Every day, we do a lot of talking. We talk to co-workers, we talk to customers, we talk to classmates, we talk to strangers, and we talk to friends. When our day is done and we walk through the front door to greet our partner, we sometimes don’t want to talk — we just want to unwind and disengage. We feel tired and just want to relax with our other half. While this is all very normal and very fine, it starts to become not so fine when we forget to say the things we should say often in our relationship.
We aren’t putting in the amount of work we know we should with our loved one. We might forget to say “I love you” as much as we used to. We don’t want to cause an argument, so we don’t speak up when our feelings are hurt. And sometimes, we get lost in the day-to-day and become neglectful of our relationship.
So let’s start speaking up again, and communicate with our significant others. Here are the eight things we should start saying more often in our relationship.
A compliment a day keeps the breakups away. That’s the saying, right? Giving a compliment is an easy way for your partner to know you admire and care for him or her. It’s always nice to hear something nice from your loved one. Use your positive words to keep your relationship strong and connected.
2. “I love you”
Now, I’m not suggesting you simply tell your partner that you love him/her day in and day out. I’m saying you look your partner in his or her eyes and say “I love you” like you mean it. It’s so easy to get caught up in our daily lives, and forget to say these three meaningful words. But if you don’t communicate this enough to your partner, he or she might wonder if the love is still there. Don’t keep your partner guessing.
3. “You hurt my feelings”
Even though it can be hard at times, especially for us people pleasers out there, you need to tell your partner how you feel. If you’re upset, sad, or disappointed by your significant other’s actions, you have to speak up. Keeping these feelings inside you is only hurting you and your relationship.
4. “How was your day?”
I know that when I get home from work, the first thing I want to do is vent. Often, we might treat our partner as if he or she is our therapist.
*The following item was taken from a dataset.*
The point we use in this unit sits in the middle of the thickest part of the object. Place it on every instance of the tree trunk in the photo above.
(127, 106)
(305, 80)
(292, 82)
We tend to go on and on about the annoyances that happened throughout our day, and forget to ask how our partner’s day went. Therefore, let’s stop and take a moment to be there for our significant other, and be the lending ear they probably need.
5. What You Really Want
All too often, we are thinking about what our other half needs and wants. It’s quite common for us to forget about one person: ourselves. It’s crucial to be direct about what you want out of your relationship. In order to keep a strong and healthy partnership, you will need to say what you want from your other half. Speak up about your sexual needs, your emotional needs, and any other need you have.
I apologize if this one seems obvious, but you would be surprised by the amount of people that have a hard time saying sorry. There’s nothing more frustrating than being with a partner who can’t own up to his or her mistakes. Apologizing and taking responsibility is the last piece of the puzzle when resolving an argument. If you never say “sorry,” the chances of your significant other holding onto resentment could be high. So, sorry, I’m not sorry, you need to be apologizing.
7. “Good morning” and “Good night”
In the very beginning of a relationship, our greetings in the morning and night are on point. But then, slowly, our morning "hellos" and our “good night” lovey-dovey texts fade away. These are two simple words, but they speak volumes.
8. “Remember when ...”
Reminiscing about fond memories is a great way to bring that spark back into your relationship. Talking about that one time you two snuck off because you both couldn’t keep your hands off one another can bring back that fire. Or bringing up the moment you knew you fell in love can help you two feel those butterflies that may have been hidden away.